Since Butler’s Sixers debut on November 14th, Philadelphia has gone 6-2 and ranks sixth in offensive rating in the NBA. The Timberwolves have also won six of their last eight games with Robert Covington and Dario Saric in the lineup.
One of the appealing qualities Butler possesses is how little he turns over the ball. Thus far in the 2018-19 season, Butler only has a 2.1 turnover percentage. Additionally, Butler provides a second outlet in addition to Embiid who the team can pass to for shot creation. That’s huge.
From a technical standpoint, Butler has done really well fitting in to the Sixers’ offensive strategy, which is structured around dribble handoffs, not the pick-and-roll-centered attack of the Timberwolves. Butler should continue to flourish in Philly, as he is someone that is able to score in just about any way and provide closure in late-game situations.
But in order to hypothesize how Butler will continue to blend with the team on a personal level, one has to glance backward. For Butler, understanding why he walks and talks with passion and a hunger for greatness is crucial to understanding and getting along with his personality.
At the age of 13, the kid from Tomball, Texas was homeless.

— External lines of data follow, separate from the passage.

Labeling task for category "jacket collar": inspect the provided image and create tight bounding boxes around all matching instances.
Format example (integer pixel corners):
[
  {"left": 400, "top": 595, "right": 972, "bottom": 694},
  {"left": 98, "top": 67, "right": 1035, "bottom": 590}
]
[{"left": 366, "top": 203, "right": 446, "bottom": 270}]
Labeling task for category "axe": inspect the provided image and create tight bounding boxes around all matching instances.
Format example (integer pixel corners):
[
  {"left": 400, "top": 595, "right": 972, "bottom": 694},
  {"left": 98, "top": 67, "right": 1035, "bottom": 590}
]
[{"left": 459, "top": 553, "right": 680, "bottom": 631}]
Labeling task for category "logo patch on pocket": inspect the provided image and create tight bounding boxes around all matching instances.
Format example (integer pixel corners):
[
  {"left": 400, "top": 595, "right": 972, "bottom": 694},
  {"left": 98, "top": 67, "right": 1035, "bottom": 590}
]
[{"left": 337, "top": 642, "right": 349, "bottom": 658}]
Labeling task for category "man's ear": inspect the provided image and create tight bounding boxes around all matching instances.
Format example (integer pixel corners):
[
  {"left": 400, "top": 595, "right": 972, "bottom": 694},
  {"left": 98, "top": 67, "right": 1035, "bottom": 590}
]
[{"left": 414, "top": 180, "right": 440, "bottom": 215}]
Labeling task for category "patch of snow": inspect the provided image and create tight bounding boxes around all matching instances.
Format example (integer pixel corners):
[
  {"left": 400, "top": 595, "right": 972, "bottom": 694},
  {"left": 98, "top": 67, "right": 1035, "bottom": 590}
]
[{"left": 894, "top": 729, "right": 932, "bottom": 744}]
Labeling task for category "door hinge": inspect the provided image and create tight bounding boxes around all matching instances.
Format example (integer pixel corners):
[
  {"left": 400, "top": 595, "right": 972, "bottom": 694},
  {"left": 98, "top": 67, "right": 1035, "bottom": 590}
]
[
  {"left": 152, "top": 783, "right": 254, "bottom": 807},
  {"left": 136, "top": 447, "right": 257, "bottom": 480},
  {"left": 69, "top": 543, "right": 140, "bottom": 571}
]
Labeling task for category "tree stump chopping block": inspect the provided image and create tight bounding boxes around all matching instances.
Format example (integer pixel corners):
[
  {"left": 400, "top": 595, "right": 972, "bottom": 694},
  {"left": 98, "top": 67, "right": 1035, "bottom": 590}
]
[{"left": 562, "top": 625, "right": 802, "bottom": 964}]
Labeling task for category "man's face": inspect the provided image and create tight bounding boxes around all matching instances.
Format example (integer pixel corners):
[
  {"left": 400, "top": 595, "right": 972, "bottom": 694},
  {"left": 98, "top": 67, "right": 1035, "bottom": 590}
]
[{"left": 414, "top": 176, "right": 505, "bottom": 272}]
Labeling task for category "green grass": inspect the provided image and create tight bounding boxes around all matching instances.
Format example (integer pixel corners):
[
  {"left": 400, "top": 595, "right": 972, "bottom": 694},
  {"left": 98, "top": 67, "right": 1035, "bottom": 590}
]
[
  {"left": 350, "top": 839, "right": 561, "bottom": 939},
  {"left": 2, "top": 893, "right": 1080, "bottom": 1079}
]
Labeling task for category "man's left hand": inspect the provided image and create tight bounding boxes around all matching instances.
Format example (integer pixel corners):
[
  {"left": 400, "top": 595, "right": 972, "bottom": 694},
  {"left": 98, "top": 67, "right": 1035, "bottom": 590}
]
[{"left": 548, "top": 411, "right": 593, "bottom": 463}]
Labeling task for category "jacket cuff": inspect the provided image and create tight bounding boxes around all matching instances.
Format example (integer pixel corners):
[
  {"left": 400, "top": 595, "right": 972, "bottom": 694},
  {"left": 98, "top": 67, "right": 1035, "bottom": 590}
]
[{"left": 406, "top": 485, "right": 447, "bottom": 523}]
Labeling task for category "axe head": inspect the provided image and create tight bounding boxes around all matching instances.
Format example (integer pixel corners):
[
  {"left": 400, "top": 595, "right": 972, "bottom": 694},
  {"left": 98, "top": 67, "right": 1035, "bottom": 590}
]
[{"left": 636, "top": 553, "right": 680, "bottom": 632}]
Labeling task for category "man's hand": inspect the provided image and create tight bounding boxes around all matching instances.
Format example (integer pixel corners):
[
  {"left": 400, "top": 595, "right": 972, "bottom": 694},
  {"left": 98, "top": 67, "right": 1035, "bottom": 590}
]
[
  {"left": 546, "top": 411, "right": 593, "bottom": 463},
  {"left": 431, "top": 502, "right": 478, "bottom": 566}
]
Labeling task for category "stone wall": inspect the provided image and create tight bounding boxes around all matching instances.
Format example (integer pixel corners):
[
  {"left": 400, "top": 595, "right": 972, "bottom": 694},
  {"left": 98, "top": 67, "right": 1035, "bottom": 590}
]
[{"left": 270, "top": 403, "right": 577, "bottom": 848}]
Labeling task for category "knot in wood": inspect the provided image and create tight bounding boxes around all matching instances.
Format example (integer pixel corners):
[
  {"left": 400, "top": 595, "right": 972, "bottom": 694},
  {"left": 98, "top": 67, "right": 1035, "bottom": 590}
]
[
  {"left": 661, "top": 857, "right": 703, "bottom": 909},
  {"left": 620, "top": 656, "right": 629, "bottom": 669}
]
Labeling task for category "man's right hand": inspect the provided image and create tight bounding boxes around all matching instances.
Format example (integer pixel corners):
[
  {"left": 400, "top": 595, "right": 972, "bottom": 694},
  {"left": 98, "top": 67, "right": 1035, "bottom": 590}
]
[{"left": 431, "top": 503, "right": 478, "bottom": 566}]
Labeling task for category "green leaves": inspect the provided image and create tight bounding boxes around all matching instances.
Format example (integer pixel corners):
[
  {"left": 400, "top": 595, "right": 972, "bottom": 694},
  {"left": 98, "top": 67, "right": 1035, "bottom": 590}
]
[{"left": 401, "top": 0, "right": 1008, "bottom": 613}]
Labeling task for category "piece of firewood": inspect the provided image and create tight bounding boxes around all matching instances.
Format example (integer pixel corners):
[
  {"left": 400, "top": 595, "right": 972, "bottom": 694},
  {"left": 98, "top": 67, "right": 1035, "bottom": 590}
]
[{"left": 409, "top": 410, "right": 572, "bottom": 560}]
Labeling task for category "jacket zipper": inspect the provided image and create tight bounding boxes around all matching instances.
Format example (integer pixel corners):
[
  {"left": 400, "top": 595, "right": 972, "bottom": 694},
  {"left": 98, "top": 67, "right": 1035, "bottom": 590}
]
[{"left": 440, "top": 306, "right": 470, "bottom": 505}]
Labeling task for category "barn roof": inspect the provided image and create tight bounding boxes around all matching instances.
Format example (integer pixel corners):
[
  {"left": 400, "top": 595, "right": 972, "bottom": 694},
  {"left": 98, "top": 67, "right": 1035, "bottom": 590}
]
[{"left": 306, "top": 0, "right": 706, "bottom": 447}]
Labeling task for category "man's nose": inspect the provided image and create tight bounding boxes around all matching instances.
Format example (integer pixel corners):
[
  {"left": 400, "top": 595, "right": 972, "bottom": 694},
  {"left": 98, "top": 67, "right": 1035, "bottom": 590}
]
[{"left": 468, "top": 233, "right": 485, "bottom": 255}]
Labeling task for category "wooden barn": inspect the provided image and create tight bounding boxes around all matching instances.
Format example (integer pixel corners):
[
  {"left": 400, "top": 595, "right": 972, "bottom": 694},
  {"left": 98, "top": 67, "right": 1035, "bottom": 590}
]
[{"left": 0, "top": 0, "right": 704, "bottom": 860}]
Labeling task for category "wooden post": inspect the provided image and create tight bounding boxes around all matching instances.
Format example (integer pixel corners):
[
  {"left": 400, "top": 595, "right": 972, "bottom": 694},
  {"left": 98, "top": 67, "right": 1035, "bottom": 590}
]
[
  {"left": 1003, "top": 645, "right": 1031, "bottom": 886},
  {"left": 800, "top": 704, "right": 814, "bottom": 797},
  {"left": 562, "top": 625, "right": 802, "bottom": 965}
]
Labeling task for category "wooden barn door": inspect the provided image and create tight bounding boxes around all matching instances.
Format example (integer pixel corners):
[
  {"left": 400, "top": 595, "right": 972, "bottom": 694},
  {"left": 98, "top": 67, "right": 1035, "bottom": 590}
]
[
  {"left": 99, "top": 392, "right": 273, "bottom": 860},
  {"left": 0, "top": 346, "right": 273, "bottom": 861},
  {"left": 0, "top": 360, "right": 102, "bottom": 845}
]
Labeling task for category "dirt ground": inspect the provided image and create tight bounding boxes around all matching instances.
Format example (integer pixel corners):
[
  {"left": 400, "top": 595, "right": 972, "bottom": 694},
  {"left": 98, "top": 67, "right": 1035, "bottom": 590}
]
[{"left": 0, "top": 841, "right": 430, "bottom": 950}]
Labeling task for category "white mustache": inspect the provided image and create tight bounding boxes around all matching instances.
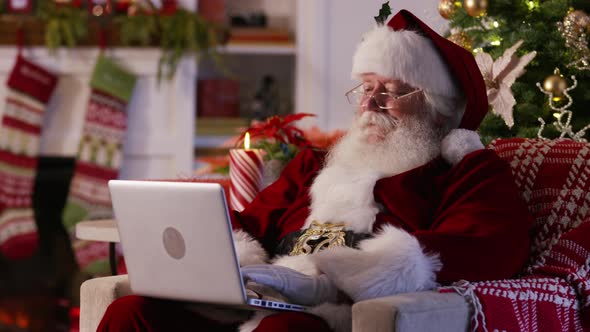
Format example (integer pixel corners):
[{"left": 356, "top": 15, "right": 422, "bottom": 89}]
[{"left": 358, "top": 111, "right": 399, "bottom": 131}]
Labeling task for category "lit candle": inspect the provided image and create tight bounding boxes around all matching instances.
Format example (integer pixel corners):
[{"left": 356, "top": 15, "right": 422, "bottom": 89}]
[{"left": 229, "top": 132, "right": 265, "bottom": 211}]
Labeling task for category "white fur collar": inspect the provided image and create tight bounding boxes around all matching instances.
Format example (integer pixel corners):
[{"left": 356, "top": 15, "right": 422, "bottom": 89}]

His father was not present and his mother kicked him to the curb. Just 13 years old. Homeless.
With no family to turn to and no money in his pocket, Butler (now 29) was forced to couch hop between friends’ houses for several years, before finding a more permanent stay during his senior year of high school.
For the majority of his life, Butler was met with “no” at almost every turn. You won’t graduate high school. You’re not going to make it to the NBA. You can’t stay here. You got to go.
By the time his senior year season came around, Butler was finally garnering attention as a star for the Tomball High School Cougars, but it wasn’t enough to interest college recruiters.
Unsure of where to go next, Butler enrolled at Tyler Junior College some three hours away from Tomball and quickly became the team’s lead scorer. The national attention began to follow. It was Buzz Williams and Marquette that ultimately snatched him up.
But once again Butler faced adversity. The once big fish in a small pond was now a medium sized fish in a large pond, watching anxiously from the bench for a chance to prove himself.
In part, this is why Butler works so hard. To prove other people wrong. Constantly being told that he wouldn’t amount to anything made Butler all the more hungry. He learned to fend for himself, both literally and emotionally.
It was his willingness to grind and become a versatile and valuable player that ultimately landed Butler with the Chicago Bulls in 2011. His hunger for greatness and respect would also be the driving force behind leaving the Timberwolves and landing in Philadelphia.
Some folks will call him irrational. Some brash. But if there’s truly one thing that Butler “is”, it is self-made. It is because of where he’s been that Butler is the man he is today, and the man he will be in the tomorrows to come, alongside the Sixers.